With the encryption in the kernel, if the kernel is careful enough,
use space will not be able to read the image even if it knows the
passphrase, unless it can also add itself to the initramfs image
loaded by the restore kernel, which (at least) can be made way more
difficult than simply reading the plain-text image data via an I/F
readily provided by the kernel.
>> Besides, the user space part of what you are calling uswsusp has not
>> been actively maintained for years now and honestly I don't know how
>> many users of it there are.
>
> I'd assume distros want progress bars so they still use it?

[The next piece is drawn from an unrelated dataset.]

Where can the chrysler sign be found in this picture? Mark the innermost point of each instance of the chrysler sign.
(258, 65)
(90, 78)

I'd rather not speak for distros, but if hibernation images are
written to fast storage, progress bars are not that useful any more.
They are not used on Windows any more, for one.
> Anyway, there's solution for encrypted hibernation.
Which is suboptimal and you know it.
> If Intel wants to invent different solution for that, and put it into kernel, they
> should explain what the advantages are, relative to existing solution.
I'm not sure what "they" is supposed to mean here, but the advantages
are quite clear to me: better security and reduced syscall overhead.